Koch elaborated her findings in an interview with The Astana Times, where she explained the dynamics of the renewable energy industry in Kazakhstan. The nation generates nearly 87% of its electricity by hydrocarbon-powered plants, 75% of which are coal-fired stations, and 12% gas-fired plants.
She says, “The remaining 13 percent comes mostly from hydroelectric power stations, with a negligible amount coming from renewable energy sources like solar. However, Kazakhstan’s National Concept for Transition to a Green Economy sets a timeline to move Kazakhstan from under 1 percent renewable energy sourcing, when it was adopted in 2013, to 3 percent by 2020, 30 percent by 2030 and 50 percent by 2050.”
At such a time, the contribution of the European Bank for Reconstruction and Development (EBRD) cannot be ruled out as it is Central Asia’s biggest institutional investor with a commitment exceeding $14bn to more than 750 projects. Following the signing of the 2008 Sustainable Energy Action Plan on Investment & Technical Assistance, and the support for the law on supporting the use of Renewable Energy Sources, there has been sustained cooperation between EBRD and Kazakhstan.

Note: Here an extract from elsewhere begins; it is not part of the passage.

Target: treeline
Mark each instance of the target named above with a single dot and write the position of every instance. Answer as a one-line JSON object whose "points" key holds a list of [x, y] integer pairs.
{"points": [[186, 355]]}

“[The law] lacked a regulatory component and a feed-in tariff system. Without this, renewable energy producers could not realistically be expected to compete with traditional fuel supplies, which have long been, and continue to be, aided by artificially low electricity prices thanks to generous state subsidies. With more legislative support from the EBRD, Kazakhstan introduced a new tariff system in 2013, which guarantees a competitive environment for renewable energy producers for 15 years. In addition to exempting renewable energy producers from electricity transportation costs, the same law established the Cost Clearing and Settlement Centre, which centralised the purchase and sale of renewable energy,” said Koch.
In 2014, the country’s first large-scale wind power project in the Yereymentau region was supported with a $70 million loan from the bank and the Clean Technology Fund (CTF). EBRD and CTF also supported Burnoye Solar-1 and Solar-2 in the Zhambyl region with an $80 million loan in 2015 and $44.5 million in 2017. Additional funding was provided by Samruk Kazyna Invest, Samruk Energy and United Green, said The Astana Times report.
There is a clear opportunity present in the sector, which can attract foreign investments as well. Having Kazakhstan as a leader in sustainable energy generation is a way to develop the country’s green capabilities, and set the precedent accordingly in the region.
While the nation’s potential in the sector cannot be overlooked, appropriate legal and infrastructure norms need to be applied to firm up the industry, which can be time-consuming. “Because there are no immediate pressures on Kazakhstan’s current energy system, policymakers are more likely to accept the status quo and defer harder projects to the future,” explained Koch.
Solar remains the nation’s most promising and abundantly available source of energy. Within this as well there are issues such as the maintenance of PV arrays, which is a challenge on water resources for any nation. There are however, water-less cleaning methods being used by firms like First Solar. Secondly, disposing of e-waste is critical to the industry’s longevity and environmental impact. Leaders will have to think long-term, explains Koch.
She also believes the sector can largely benefit from working in close quarters with Chinese solar companies to develop their clean energy capacities, advance technology and apply sustainability practices. This can be possible thanks to the EBRD’s close cooperation with the EU and China, and their heightened interest in Central Asia.